Dr. Aziz Jami: Wir konnten für die Gründung der ASSW über 100 Kolleginnen und Kollegen gewinnen. Dies war ein historischer Moment für die Ärzteschaft in der Region. Die ersten konkreten Pläne für das Brustkrebszentrum starteten dann im Jahr 2016.
Hanisch: In 2017 gründeten ASSW und der Verein für Afghanistan-Förderung e.
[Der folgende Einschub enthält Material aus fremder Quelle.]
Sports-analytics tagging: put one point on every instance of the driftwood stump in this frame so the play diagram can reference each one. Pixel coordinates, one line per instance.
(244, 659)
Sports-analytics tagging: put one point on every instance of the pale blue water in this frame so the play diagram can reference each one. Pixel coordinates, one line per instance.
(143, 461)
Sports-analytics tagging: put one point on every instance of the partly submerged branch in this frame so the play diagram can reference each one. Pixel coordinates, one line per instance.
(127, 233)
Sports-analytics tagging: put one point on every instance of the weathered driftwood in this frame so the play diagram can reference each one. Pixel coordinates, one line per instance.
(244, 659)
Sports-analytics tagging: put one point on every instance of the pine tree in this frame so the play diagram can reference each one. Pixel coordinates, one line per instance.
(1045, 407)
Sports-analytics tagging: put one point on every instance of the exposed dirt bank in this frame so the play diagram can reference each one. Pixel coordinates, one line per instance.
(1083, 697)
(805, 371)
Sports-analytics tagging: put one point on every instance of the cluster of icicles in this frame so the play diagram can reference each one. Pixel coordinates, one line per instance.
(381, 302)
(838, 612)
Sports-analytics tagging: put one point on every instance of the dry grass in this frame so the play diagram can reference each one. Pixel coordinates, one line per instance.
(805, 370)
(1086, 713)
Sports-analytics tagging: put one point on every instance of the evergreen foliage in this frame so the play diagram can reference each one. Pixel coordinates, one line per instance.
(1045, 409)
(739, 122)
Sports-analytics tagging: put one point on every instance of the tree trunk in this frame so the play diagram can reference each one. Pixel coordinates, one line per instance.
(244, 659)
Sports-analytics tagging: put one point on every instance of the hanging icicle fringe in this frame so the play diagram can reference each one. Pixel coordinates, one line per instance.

V. (VAF) in Zusammenarbeit mit dem Gesundheitsamt der Provinz Herat sowie mit Unterstützung des Bundesministeriums für wirtschaftliche Zusammenarbeit und Entwicklung (BMZ) und der Else Kröner-Fresenius-Stiftung das erste kostenfreie diagnostische und therapeutische Brustkrebsprojekt im Westen Afghanistans. Das Programm war ursprünglich für eine Laufzeit von zwei Jahren konzipiert.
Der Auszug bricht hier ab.